Based on a March 2012 report from the Federal Reserve, U.S. consumer revolving debt, mainly credit card debt, dropped below $800 billion to $798.6 billion. This 3.3 percent dip from the previous month is the second-lowest debt reading since October 2004. January and February of this year similarly saw declines in overwhelming debt tied to credit card usage, compared to 2011's month-to-month increase of revolving debt.
Nationwide consumer credit card debt has dropped more than $150 billion since 2008. However, a new study has reported that credit card users are angry about all the debt and the manner in which they have been treated by credit card companies. One study, which measures consumer's propensity to forgive various industries, concluded that the credit card sector is the least likely to be forgiven by consumers. The study examined 18 different industries and 206 companies.
The study determined that insurance companies, investment firms, banks, and fast food companies all ranked significantly higher than credit card companies as far as forgiveness for past actions. Credit card companies failed on three different metrics: functional, accessible, and emotional. Complaints by customers identified "shadowy and onerous rate modifications," as reasons for their hard feelings.

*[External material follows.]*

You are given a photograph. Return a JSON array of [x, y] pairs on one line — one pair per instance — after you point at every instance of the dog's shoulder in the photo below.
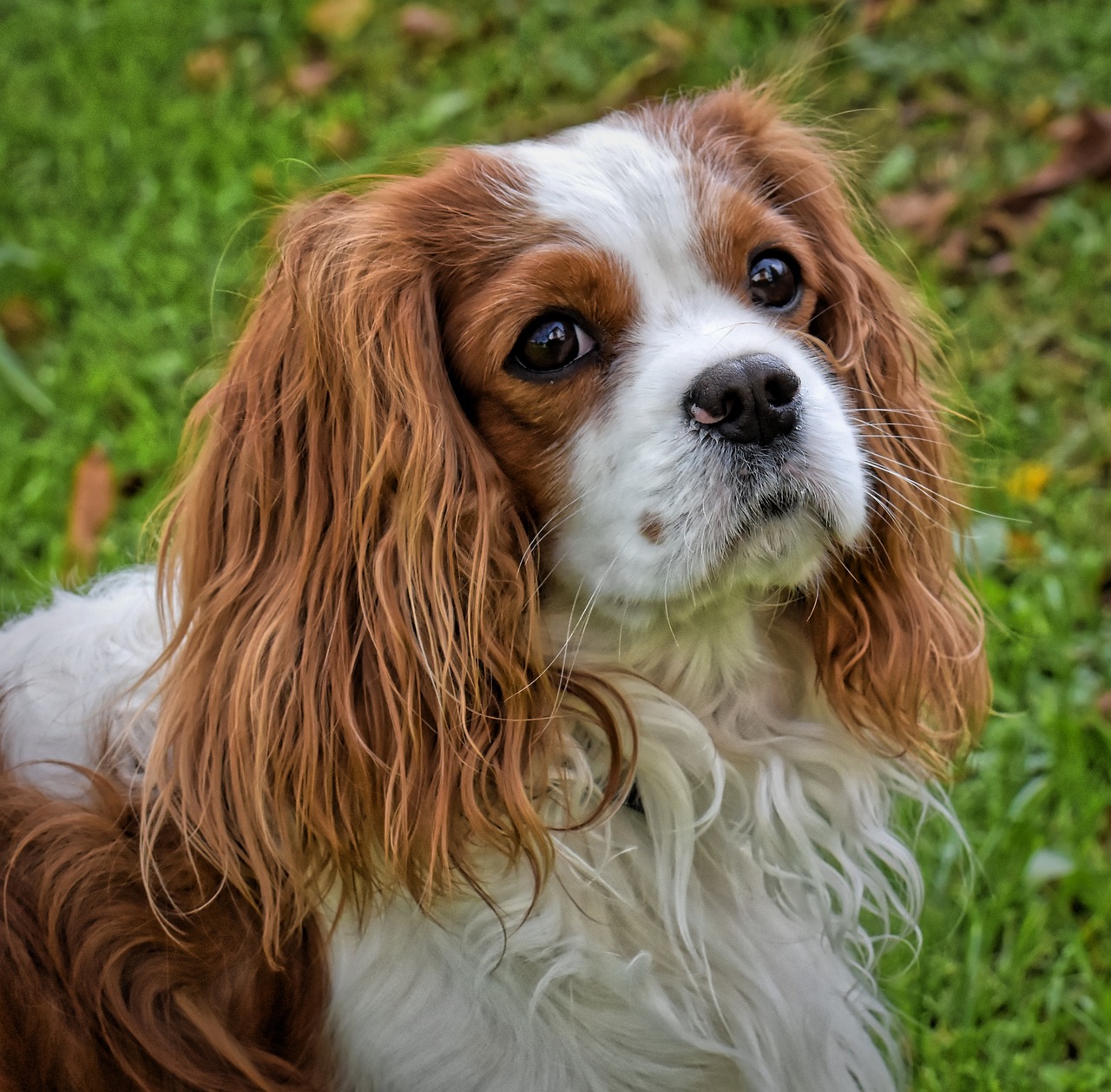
[[74, 679]]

Overwhelming debt continues to plague people in Texas and elsewhere. Some have figured out ways to confront their debt, as evidenced by the findings that, overall, credit card debt has declined. Yet others are not sure what to do and feel stuck in an endless cycle of ever-increasing bills and obligations. Some may benefit by seeking bankruptcy protection to either eliminate debt altogether or propose a plan under the court's supervision for repayment of one's obligations over a stipulated period of time.